Abandoned Buildings Repurposed by Artists in Postwar Amsterdam

Tobacco-Row-Amsterdam (All images by Yakob Peterseil)

Repurposing, which means to use a building for something other than its original purpose, has been an unlikely tradition in Amsterdam since the 1960s.  In the postwar period, young people responded to a housing shortage in the city by taking over old, abandoned buildings and turning them into homes, concert halls, and art studios.  Today, it’s easy for visitors to see in some of its more unique structures the impact that adaptive reuse and urban interventionism have had on the Dutch capital.


OCCII, short for Onafhankelijk Cultureel Centrum In It, is hidden away at the southwestern tip of Vondelpaark.  Since 1984, it’s played host to volunteer-run concerts, film screenings and theater performances, bringing together local and international artists.  The building itself was constructed in 1883-84 by architect Abraham Salm as a horse tram garage with stables.  You can see the unique detailing of its facade in the photo above.

Next to the concert hall stands a restaurant, a library, a children’s theater, a bike workshop, and rehearsal studios.  The building also features a large courtyard and garden. Musical programming at OCCII is handled by a number of independent groups – check their website to see what’s on while you’re in town.


Fifteen minutes away, on the north side of Vondelpaark, stands OT301.  Formerly a film academy, the building was slated for demolition when Eerste Hulp Bij Kunst took it over.  EHBK first won funding from the city for repairs and renovations before striking a deal with the local council to become legal renters of the building.

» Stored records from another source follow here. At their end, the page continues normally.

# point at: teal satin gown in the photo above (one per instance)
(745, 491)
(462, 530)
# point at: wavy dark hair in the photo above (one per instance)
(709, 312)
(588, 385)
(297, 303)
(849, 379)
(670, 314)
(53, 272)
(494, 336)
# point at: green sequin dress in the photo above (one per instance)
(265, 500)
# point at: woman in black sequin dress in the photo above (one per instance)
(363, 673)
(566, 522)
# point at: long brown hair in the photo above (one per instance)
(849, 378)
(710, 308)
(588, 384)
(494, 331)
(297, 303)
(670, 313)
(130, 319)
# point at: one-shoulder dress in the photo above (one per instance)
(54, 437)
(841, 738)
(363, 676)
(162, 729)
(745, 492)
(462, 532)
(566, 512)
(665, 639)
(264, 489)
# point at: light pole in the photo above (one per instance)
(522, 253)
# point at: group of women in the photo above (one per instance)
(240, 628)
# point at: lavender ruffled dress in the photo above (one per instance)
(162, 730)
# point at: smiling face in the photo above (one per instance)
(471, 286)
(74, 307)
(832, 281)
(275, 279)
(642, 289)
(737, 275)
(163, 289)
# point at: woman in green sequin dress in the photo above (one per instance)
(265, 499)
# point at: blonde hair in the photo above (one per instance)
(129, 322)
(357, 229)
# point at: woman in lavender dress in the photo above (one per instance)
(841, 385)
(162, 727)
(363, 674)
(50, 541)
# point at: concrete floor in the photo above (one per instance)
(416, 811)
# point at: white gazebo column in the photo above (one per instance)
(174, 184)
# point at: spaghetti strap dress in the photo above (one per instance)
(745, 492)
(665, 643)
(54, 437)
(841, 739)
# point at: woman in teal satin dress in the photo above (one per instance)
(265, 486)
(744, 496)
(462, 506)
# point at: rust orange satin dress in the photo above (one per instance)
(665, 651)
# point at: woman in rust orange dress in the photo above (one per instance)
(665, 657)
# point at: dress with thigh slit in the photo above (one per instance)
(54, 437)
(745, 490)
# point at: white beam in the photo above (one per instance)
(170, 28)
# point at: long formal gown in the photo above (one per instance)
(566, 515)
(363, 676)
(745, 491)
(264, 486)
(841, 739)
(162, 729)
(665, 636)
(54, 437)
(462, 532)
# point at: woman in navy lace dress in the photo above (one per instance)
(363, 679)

Today, OT301 screens films, holds yoga classes and presents alternative performers from all over Europe.  You can still wander in through the front door, however, and check out the graffiti murals in the courtyard.


One of the most striking facades in all of Amsterdam is the Snakehouse, located in the city’s historic center at Spuistraat 199.  Presiding over a community of squats known as the Tabakspanden (“Tobacco Row” – below), the Snakehouse rises five colorful stories into the air over its neighbours.

In the 1970s, the building housed the General Dutch Press Agency.  On March 6, 1983, squatters claimed the top four floors and nearly three decades of squabbling with various landlords have ensued.



Today, the Snakehouse remains an illegal squat, albeit one that has gained a certain measure of acceptance from city officials.  It’s also an important arts center, housing around a dozen professional artists at any time and holding exhibitions on its ground floor.  Tobacco Row, with its colorful graffiti murals, is certainly worth a stroll if you’re in the area.